The premise is classic: Maelyn Jones is trapped in a holiday time loop until she can fix her life. But the execution is not only charming, it's surprisingly thoughtful.

For her entire life, Maelyn and her parents have been getting together for the holidays with a chosen family consisting of her parents' closest friends from college and their assorted partners and kids. Since she was a teenager, she's had a crush on Andrew, one of said kids. Unfortunately, when the book opens, she's just had an unsatisfying drunken makeout session with Andrew's brother Theo. (Maelyn and Theo/Andrew aren't related at all, but I was very confused at the beginning until I figured out they aren't cousins; their parents are just close friends who spend Christmas together.)

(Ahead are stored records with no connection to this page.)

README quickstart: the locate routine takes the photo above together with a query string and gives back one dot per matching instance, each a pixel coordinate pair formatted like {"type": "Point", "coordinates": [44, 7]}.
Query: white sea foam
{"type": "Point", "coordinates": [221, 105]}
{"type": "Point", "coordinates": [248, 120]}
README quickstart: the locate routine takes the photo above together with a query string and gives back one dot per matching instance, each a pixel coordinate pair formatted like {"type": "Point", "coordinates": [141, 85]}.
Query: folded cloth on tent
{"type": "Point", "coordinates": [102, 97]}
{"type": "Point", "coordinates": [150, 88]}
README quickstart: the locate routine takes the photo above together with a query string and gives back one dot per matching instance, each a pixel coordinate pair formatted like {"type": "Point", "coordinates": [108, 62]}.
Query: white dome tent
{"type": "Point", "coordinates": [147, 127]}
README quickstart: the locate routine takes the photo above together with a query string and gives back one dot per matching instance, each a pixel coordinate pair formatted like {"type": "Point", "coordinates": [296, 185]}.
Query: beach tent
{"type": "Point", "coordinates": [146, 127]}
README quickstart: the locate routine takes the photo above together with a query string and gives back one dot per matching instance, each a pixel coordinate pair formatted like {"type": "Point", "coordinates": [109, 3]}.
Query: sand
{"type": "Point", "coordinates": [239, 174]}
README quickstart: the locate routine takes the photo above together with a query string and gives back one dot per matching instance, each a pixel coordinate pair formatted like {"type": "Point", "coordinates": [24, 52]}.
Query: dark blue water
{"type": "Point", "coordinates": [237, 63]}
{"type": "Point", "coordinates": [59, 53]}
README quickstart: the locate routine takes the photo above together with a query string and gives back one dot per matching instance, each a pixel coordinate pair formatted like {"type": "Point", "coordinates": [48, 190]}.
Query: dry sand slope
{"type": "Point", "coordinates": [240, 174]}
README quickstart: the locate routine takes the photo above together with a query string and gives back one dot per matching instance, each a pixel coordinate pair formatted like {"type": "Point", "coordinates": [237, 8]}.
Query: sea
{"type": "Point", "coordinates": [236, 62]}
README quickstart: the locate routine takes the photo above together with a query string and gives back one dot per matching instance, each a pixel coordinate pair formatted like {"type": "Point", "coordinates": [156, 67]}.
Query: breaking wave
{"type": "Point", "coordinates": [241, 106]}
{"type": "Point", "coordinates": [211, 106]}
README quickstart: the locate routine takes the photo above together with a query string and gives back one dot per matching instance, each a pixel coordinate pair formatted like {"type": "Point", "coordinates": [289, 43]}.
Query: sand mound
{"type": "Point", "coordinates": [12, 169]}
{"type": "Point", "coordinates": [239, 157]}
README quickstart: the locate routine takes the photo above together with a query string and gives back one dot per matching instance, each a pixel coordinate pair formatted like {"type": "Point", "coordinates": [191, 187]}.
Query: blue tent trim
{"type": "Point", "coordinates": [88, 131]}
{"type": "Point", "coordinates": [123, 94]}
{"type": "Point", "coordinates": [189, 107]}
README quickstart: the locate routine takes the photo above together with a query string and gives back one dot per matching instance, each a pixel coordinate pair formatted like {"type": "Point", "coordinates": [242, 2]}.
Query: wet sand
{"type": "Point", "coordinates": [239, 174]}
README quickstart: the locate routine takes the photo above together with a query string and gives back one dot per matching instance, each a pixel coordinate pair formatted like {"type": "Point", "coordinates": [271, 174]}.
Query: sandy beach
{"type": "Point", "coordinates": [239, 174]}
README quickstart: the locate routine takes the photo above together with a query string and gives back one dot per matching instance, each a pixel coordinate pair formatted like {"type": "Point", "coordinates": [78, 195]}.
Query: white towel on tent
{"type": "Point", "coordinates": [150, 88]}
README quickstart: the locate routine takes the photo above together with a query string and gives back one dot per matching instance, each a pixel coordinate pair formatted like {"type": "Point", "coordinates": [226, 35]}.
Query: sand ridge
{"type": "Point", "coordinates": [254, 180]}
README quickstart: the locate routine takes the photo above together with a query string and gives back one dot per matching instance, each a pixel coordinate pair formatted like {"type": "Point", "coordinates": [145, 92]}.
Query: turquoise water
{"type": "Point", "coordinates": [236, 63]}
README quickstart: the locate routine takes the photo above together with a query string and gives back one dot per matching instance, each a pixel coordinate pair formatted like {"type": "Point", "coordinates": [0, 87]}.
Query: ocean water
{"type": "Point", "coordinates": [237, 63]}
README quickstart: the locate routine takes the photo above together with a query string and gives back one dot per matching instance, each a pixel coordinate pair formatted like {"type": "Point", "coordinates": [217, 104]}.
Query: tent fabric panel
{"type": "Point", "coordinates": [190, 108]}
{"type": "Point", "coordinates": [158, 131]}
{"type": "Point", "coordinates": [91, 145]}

The rest of the holiday goes poorly, ending with a car accident on the way to her family's flight home. At this point, Maelyn wakes up on the plane before Christmas has even started. It takes her a couple loops to figure out that the time loop is real and that it might have something to do with the fact that she made a wish to know what would make her happy right before the first loop. 

Complicating factors include not just the crush on Andrew, but the fact that the couple who owns the holiday cabin wants to sell it, throwing the continued existence of this little chosen family into chaos. Maelyn tries to fix things by making a perfect holiday, only to cause another loop by making herself and everyone else miserable when she's too insistent on their traditions.

Finally she works through it by not just acting on her crush, but also deciding to leave the job she hates, and helping change traditions in a way that allows her (and Andrew and Theo with her) to be more than the "kids" they used to be. 

She ultimately tells Andrew about the first loop, where she was so depressed about not having the courage to tell Andrew she liked him that she made out with his brother. He's upset (to perhaps an unreasonable degree), and for a while she thinks that she's ruined her chance with him.

However, this was something I appreciated - breaking the loop isn't about getting the guy (although they do make up and have a happy ending), it's about taking responsibility for her own life and happiness. 

The book also gets minor bonus points for some decently handled representation that better make the transition if/when this gets its movie deal: One of the other couples in the group is gay (although there is a running background joke that one of them is acting weird because he's insecure about getting old). They have two adopted kids, one of whom is autistic, and that's acknowledged as part of her personality, but it's not a problem or a source of drama.

Overall, the writing is funny and the characters are appealing. The book is enjoyably light and fluffy, with just enough emotional weight to keep it from being too superficial. Quick warning for scifi/fantasy fans though, there's never any explanation or further information about the time loops, which is part of why it feels so much like a movie.